They often focus on model accuracy and ignore the access controls around the data pipeline. A model can be technically sound and still produce unsafe or misleading results if the underlying identities are over-privileged, poorly recertified, or impossible to audit. Governance has to cover the identities feeding the model, not just the model itself.
Why This Matters for Security Teams
Predictive modeling governance fails when organisations treat the model as the only thing that needs control. In practice, the risky part is often the data pipeline: service accounts, API keys, warehouse roles, feature store access, and orchestration identities that move data into and out of training and inference environments. When those identities are over-privileged or poorly recertified, the model can look accurate while still being fed distorted, incomplete, or tampered inputs.
This is why governance has to extend beyond statistical validation and into identity controls. The question is not just whether the model performs, but whether the identities that supply it can be trusted, rotated, and audited. NIST Cybersecurity Framework 2.0 frames this as an ongoing governance and access problem, not a one-time model review. NHIMG research on The State of Non-Human Identity Security shows how often organisations underestimate that gap, especially when OAuth-connected systems and third-party integrations are involved.
In practice, many security teams encounter predictive model risk only after a bad decision, data leak, or unexplained drift has already occurred, rather than through intentional governance of the identities feeding the pipeline.
How It Works in Practice
Strong predictive modeling governance starts with mapping every non-human identity that can influence the model lifecycle. That includes ETL jobs, notebook runtimes, feature pipelines, training schedulers, evaluation services, and inference APIs. Each identity should have a defined purpose, scoped permissions, rotation expectations, and an owner who can attest to its necessity. The goal is to make data movement and model access observable before the model is exposed to business decisions.
Operationally, this means separating the identity that reads raw data from the identity that trains the model, and separating both from the identity that serves predictions. Short-lived tokens and just-in-time access reduce blast radius, while workload identity helps distinguish trusted workloads from generic shared credentials. Current guidance suggests pairing this with policy-as-code so access decisions are evaluated at request time, not just during annual reviews.
- Recertify service accounts and pipeline roles on a fixed cadence.
- Use least privilege for data sources, feature stores, and model artifacts.
- Log identity-to-dataset and identity-to-model access for auditability.
- Revoke dormant or orphaned credentials when pipelines are retired.
For lifecycle discipline, NHIMG’s Ultimate Guide to NHIs — Lifecycle Processes for Managing NHIs is a useful reference, while NIST CSF 2.0 helps translate the work into governance, protect, and detect activities. The practical lesson is that model governance and identity governance must be reviewed together, because access drift in the pipeline can invalidate otherwise sound model controls. These controls tend to break down when data engineering, MLOps, and security ownership are split across teams because no single group sees the full identity chain.
Common Variations and Edge Cases
Tighter pipeline governance often increases operational overhead, requiring organisations to balance model agility against auditability and change velocity. That tradeoff becomes sharper in environments with many ephemeral workloads, automated retraining, or external data enrichment.

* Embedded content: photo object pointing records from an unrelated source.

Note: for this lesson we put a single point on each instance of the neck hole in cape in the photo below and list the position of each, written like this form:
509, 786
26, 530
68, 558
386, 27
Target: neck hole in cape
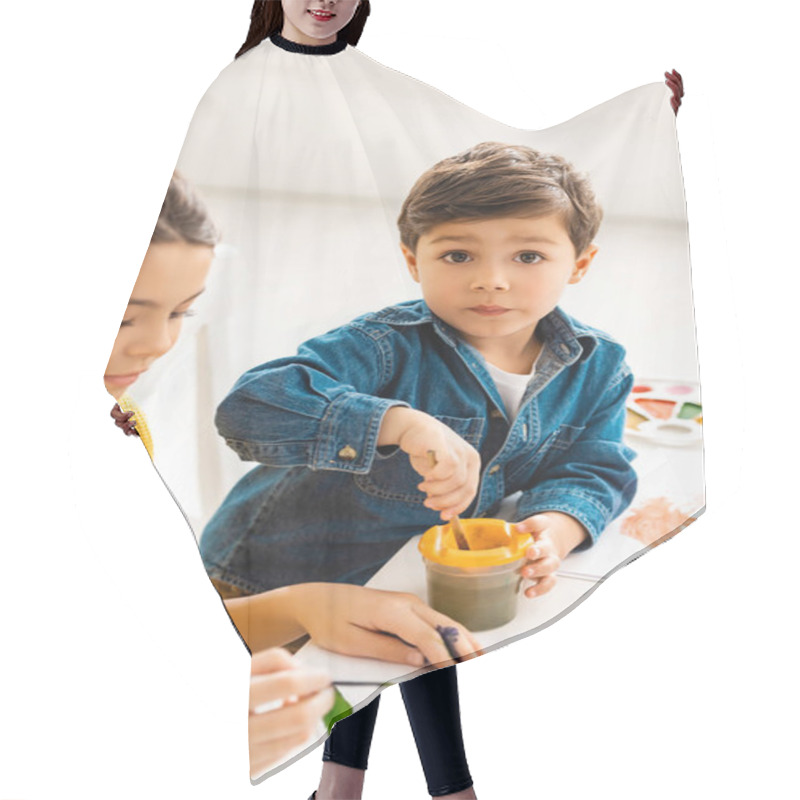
308, 49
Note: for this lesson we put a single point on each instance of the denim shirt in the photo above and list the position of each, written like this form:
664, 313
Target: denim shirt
328, 504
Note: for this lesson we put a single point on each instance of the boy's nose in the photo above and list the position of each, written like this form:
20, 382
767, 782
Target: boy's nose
490, 280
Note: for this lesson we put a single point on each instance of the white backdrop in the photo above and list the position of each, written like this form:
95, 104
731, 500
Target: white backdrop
120, 675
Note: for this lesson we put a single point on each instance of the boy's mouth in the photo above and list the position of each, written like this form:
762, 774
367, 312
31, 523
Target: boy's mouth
489, 311
322, 16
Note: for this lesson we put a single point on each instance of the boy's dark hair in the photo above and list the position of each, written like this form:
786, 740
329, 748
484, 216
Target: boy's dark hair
184, 217
493, 180
266, 18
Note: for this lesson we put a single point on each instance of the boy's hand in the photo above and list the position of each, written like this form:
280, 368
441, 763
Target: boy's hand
450, 465
555, 535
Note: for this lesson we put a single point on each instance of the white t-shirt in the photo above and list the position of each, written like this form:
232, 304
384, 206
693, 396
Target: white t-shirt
511, 386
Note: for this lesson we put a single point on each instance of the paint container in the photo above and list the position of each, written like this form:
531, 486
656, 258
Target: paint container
665, 412
478, 587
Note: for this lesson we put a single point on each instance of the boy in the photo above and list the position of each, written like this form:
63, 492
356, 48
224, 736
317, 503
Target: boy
448, 405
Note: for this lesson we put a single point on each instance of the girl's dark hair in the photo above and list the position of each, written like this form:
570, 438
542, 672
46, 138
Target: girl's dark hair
184, 217
266, 19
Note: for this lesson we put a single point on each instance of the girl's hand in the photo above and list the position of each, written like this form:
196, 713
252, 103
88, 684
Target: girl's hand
287, 703
124, 420
450, 465
675, 83
372, 623
555, 535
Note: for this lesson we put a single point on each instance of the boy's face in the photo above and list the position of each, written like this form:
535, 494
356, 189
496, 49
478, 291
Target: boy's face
494, 279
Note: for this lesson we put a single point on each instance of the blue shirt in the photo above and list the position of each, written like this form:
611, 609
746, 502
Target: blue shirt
328, 504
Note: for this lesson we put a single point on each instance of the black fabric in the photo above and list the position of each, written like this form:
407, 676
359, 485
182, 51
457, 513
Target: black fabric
431, 702
308, 49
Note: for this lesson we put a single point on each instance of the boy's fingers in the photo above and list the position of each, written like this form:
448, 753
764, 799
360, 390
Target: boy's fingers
462, 495
452, 482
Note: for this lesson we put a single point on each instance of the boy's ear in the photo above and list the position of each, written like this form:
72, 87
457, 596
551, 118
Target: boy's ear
411, 262
582, 263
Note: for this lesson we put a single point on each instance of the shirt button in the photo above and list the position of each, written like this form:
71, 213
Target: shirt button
347, 453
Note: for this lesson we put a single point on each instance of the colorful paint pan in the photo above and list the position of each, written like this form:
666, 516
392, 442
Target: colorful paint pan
665, 412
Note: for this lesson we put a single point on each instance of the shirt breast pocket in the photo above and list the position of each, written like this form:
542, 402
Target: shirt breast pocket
393, 478
560, 440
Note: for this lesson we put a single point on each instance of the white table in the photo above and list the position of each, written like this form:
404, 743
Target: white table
672, 472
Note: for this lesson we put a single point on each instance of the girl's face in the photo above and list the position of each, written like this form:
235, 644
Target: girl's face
173, 274
316, 22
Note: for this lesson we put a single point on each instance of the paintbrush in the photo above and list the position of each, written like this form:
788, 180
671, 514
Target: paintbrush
455, 522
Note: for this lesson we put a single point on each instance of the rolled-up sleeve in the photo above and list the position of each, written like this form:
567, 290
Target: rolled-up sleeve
318, 409
592, 479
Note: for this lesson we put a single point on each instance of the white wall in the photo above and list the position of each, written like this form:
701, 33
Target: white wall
120, 675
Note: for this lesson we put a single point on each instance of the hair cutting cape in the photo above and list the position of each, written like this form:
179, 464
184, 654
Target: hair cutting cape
304, 160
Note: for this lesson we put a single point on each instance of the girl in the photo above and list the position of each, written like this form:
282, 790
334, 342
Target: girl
172, 276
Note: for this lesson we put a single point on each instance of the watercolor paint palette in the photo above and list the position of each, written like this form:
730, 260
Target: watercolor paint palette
665, 412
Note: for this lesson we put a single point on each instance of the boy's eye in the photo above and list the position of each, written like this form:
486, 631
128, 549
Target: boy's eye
529, 258
456, 257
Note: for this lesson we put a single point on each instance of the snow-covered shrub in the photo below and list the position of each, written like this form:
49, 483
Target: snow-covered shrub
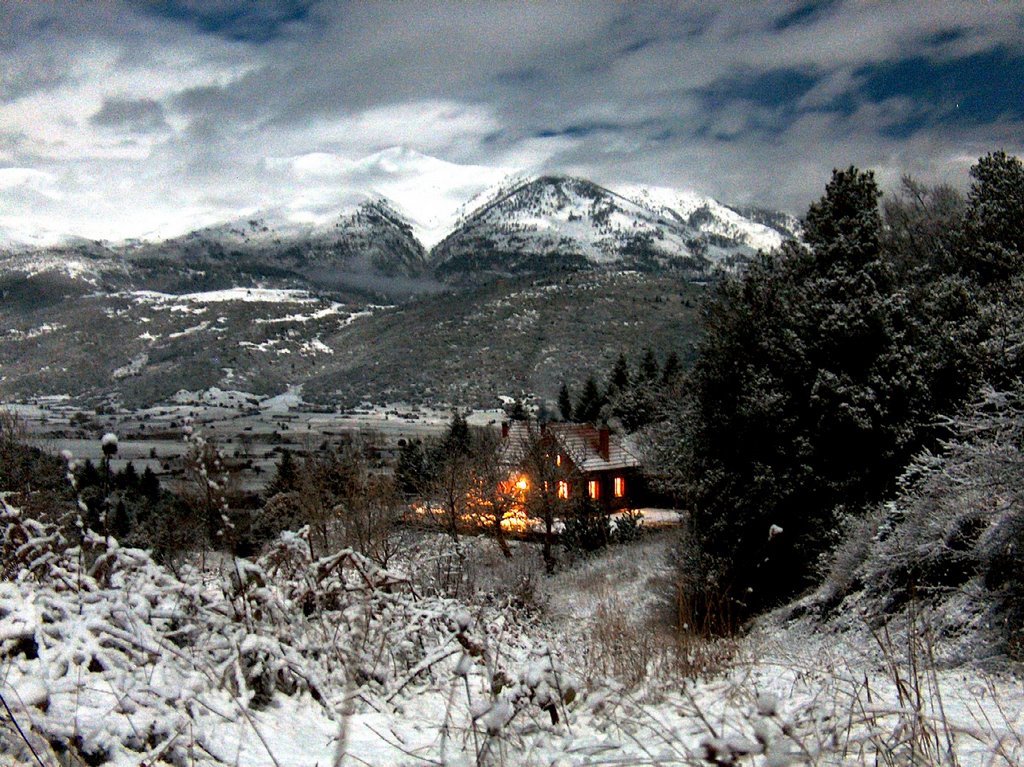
955, 528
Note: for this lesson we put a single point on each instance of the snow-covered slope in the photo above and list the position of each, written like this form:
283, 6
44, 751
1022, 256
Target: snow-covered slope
704, 214
557, 222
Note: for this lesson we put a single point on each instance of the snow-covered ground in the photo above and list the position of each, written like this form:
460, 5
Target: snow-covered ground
454, 655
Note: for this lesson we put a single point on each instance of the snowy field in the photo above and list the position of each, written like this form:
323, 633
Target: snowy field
248, 428
453, 655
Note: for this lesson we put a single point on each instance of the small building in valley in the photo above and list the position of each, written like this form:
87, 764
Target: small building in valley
581, 459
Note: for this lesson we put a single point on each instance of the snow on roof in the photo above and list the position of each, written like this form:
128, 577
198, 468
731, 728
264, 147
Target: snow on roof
582, 442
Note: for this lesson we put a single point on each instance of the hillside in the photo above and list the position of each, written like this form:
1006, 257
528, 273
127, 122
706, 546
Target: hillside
512, 337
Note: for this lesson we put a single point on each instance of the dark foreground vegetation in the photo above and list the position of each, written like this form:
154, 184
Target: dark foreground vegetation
828, 366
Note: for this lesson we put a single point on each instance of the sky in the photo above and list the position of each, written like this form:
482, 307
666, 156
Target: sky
140, 118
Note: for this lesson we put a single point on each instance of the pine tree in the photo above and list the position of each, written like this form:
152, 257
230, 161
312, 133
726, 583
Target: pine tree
619, 380
800, 401
673, 370
287, 477
411, 472
649, 371
591, 401
565, 402
995, 209
148, 485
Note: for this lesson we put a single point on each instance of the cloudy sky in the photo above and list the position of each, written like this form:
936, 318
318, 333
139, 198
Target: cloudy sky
129, 118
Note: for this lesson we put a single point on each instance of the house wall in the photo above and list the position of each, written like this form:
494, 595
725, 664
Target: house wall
606, 488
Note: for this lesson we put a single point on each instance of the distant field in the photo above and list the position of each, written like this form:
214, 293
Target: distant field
250, 438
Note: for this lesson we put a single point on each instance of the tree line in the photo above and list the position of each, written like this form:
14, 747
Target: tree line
827, 364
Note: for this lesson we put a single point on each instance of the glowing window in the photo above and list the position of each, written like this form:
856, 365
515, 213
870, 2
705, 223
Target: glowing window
620, 486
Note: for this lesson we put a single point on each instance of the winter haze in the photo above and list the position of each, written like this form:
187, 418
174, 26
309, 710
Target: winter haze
141, 119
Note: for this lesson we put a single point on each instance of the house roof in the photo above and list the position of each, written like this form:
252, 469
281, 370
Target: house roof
582, 442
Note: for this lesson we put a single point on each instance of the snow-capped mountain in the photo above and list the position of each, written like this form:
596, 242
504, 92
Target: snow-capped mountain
559, 222
520, 225
705, 215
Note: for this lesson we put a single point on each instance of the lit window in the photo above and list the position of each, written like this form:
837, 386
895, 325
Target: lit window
620, 486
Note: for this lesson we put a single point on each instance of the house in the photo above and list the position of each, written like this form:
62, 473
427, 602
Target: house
581, 458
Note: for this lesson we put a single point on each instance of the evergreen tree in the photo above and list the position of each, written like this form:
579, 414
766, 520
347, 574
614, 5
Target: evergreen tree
591, 400
673, 371
286, 479
411, 472
804, 398
994, 235
457, 439
148, 485
648, 371
565, 402
587, 526
619, 380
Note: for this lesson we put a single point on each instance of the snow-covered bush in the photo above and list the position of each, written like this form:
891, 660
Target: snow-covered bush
955, 530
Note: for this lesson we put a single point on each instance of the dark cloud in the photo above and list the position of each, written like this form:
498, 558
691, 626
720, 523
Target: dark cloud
245, 22
753, 102
136, 116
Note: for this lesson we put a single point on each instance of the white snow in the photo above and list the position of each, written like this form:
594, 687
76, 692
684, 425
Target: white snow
247, 295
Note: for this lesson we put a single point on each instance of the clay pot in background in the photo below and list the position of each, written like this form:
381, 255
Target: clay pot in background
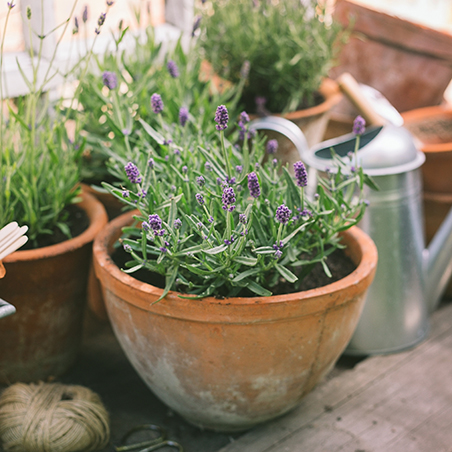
410, 64
48, 288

There is no universal standard for this yet, but current guidance suggests treating high-impact models differently from low-risk analytical models. A fraud model, a credit decisioning system, or a safety-related forecast deserves stricter identity controls than an internal forecasting dashboard. Shared notebooks, ad hoc experimentation, and legacy schedulers also create exceptions: they are often where over-privileged access survives longest because teams assume they are temporary.
NHIMG’s Ultimate Guide to NHIs — Regulatory and Audit Perspectives is relevant when organisations need to explain these controls to auditors, while the broader issue map in Top 10 NHI Issues helps prioritise the most common failure points. The key exception is any environment where the model consumes third-party or partner data through shared integrations, because inherited access can hide who really controls the inputs.
Standards & Framework Alignment
This section maps relevant standards and security frameworks to the operational risks and controls described in this guidance.
OWASP Non-Human Identity Top 10 address the attack and risk surface, while NIST CSF 2.0 and NIST AI RMF set the governance and control requirements practitioners need to meet.
| Framework | Control / Reference | Relevance |
|---|---|---|
| OWASP Non-Human Identity Top 10 | NHI-01 | Predictive pipelines often fail through over-privileged NHIs and weak lifecycle control. |
| NIST CSF 2.0 | PR.AC-4 | Access management is central to governing the identities feeding models. |
| NIST AI RMF | GOVERN | AI governance must cover accountability and oversight for model inputs and controls. |
Assign ownership for model data access, approval, and monitoring under a formal AI governance process.